In the past, things were different than they are today. In the youth of our parents and grandparents (before 1950), a child was simply told by his mother or father that this afternoon we are going to cut almonds. When the child asked what that was, the answer was: the doctor looks down your throat with a mirror and then you get an ice cream. The child was then enthusiastically taken to the hospital, where, to his horror, he was placed in a chair and his arms and legs were secured with straps. The child was given a clamp in his mouth and then the tonsils were cut out without anesthesia. A painful and traumatic experience richer, the child indeed received an ice cream afterwards. That seems like little consolation to me.

Anesthesia

Fortunately, things are different these days. Such a procedure is now performed under anesthesia, but it is still a painful procedure. There is considerable pain after the operation. Swallowing is painful and the child will have to drink small sips of water regularly after the procedure to rinse the throat. Crying hurts too. After the operation, the child will still be given ice cream to ease the pain. Eating and talking are also sensitive. The voice will sound a little different due to the procedure. All these complaints will diminish after a few days. The pain is controlled with paracetamol, preferably paracetamol suppositories, and not (!) with agents such as aspirin that contain acetylsalicylic acid, because they thin the blood and there is always a risk of bleeding during and after the procedure.

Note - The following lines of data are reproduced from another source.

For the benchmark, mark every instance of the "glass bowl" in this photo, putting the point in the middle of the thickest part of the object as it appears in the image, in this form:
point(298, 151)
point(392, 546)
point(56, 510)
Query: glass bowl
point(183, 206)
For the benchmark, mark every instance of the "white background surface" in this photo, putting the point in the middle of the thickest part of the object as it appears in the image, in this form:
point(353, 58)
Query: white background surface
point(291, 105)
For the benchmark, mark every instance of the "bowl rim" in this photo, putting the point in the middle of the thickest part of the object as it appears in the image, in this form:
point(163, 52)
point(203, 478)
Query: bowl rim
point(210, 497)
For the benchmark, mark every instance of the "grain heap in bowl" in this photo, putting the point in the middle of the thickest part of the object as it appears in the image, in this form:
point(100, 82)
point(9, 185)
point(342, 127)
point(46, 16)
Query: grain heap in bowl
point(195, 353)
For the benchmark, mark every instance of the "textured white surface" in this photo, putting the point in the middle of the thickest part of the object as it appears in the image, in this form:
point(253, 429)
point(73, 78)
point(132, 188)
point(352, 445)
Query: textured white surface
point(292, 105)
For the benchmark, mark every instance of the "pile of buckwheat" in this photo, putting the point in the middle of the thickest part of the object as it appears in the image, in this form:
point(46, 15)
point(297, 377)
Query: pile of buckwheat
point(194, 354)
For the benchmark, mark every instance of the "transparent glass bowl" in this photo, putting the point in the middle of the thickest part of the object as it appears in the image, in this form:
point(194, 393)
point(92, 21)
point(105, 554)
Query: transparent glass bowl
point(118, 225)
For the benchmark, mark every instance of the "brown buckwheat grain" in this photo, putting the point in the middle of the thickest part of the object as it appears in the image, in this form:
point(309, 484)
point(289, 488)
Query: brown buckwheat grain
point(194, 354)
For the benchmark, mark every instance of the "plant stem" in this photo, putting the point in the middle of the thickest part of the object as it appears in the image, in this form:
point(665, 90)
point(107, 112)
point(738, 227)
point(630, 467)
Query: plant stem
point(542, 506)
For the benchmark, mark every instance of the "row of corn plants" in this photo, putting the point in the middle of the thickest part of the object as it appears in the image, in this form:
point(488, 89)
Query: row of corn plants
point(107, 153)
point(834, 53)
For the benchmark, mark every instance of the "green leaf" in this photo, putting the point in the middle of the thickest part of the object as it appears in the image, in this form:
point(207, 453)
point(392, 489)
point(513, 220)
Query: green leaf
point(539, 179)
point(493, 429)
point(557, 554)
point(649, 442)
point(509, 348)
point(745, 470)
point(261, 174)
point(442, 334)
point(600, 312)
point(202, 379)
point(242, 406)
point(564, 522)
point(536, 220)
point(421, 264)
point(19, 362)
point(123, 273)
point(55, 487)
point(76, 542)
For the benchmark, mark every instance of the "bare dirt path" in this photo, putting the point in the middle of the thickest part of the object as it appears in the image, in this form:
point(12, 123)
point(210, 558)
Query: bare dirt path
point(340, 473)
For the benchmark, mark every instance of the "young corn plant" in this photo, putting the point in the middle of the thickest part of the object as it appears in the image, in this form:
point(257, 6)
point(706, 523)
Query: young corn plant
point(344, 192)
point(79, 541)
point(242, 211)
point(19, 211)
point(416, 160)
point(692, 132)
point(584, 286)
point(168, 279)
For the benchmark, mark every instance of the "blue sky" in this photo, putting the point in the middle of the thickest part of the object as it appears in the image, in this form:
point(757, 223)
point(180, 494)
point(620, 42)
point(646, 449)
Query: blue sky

Eating after the tonsils have been removed

Eating after tonsil removal will only become easier after a few days. Soft and cold (or lukewarm) foods are recommended and popsicles are also recommended, but carbonated soft drinks, bananas and certain other fruits are not recommended. You will receive advice about this from the hospital. The throat will turn gray-white where the tonsils used to be after the procedure. This is normal and a stage of the healing process.

Are there any risks to removing tonsils?

Every operation carries certain risks. Removing tonsils is a routine operation, but bleeding can still occur. Infections, fever and (after) bleeding are always a reason to contact a doctor immediately after the operation.